The Clocktower

The idea of the photograph created a new sacred language, 19th century hieroglyphics, each new image became more complex, more expressive, more beautifully nuanced than the last. With each image our range and grasp expanded, our ideas, our certainties, our capacity to contain and conceive ideas enlarged. Beneath the surface of our photographs fascinating new depths appeared,  new coded messages, born in a sophisticated understanding of our possibility to comprehend the real rendered in the abstract.

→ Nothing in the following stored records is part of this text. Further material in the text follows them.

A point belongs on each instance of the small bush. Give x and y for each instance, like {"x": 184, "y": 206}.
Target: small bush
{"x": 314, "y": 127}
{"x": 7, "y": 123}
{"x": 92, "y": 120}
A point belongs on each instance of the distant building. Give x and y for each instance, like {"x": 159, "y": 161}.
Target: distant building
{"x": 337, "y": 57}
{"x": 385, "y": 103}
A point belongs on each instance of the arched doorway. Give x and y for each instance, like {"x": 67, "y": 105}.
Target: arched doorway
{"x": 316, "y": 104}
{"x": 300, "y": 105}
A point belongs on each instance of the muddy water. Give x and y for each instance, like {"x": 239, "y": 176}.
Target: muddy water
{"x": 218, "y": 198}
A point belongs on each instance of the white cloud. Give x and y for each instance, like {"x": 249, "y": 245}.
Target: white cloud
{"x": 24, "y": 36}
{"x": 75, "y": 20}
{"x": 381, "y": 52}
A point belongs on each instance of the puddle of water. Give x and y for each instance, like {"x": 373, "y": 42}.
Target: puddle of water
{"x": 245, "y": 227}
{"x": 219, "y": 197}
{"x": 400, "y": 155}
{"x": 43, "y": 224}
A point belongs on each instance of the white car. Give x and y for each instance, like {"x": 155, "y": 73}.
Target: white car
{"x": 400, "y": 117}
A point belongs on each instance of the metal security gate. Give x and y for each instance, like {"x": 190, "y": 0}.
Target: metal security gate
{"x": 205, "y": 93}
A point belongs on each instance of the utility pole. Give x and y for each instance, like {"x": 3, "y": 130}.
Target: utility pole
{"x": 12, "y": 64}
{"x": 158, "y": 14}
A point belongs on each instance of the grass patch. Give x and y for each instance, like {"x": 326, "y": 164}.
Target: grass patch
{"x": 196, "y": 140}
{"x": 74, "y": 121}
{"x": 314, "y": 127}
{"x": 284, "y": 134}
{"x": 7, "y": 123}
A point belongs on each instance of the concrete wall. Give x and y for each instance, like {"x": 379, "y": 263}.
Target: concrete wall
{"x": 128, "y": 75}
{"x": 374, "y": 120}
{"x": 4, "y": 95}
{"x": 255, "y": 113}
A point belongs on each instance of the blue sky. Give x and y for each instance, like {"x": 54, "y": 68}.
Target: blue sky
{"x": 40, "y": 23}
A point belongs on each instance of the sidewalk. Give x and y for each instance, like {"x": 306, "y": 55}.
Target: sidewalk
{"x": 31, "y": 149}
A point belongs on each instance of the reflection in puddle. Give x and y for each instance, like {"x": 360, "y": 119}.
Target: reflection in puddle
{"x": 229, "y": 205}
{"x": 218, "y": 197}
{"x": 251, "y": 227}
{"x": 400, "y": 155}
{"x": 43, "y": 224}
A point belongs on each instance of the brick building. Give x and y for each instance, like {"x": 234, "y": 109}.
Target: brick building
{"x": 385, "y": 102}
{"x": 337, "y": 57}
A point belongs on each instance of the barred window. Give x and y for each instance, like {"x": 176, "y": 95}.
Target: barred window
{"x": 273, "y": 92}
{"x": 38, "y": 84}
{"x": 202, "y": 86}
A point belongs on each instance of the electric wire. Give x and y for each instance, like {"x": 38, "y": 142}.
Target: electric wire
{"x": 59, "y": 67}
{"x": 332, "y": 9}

Photography’s great power is having never been the thing it pretended to be. Photography is no more than the result of the captured energy of reflected light,  it is not a mirror and is hardly a shadow. The image manipulates and distorts, relying on the construction of a fiction using the properties of physics and chemistry that we as a species have subverted. We learn then that these images are capable of a thousand shaded interpretations, a thousand gradations of meaning, we have come to understand where our capacity to encompass the scale of complexity starts and the place where our boundaries may be, the area where our frontiers are found. Our strongest photographs have become the stories we tell ourselves, our personal fictions, the equivalent of the ancient cave painting evoking the return of the herd, or the generations old song, the poems of our ancestors, constantly being told, re-told, re-worked, embellished, discarded, and re-discovered.

Simple gestures made in light, the probability of their occurring incalculable.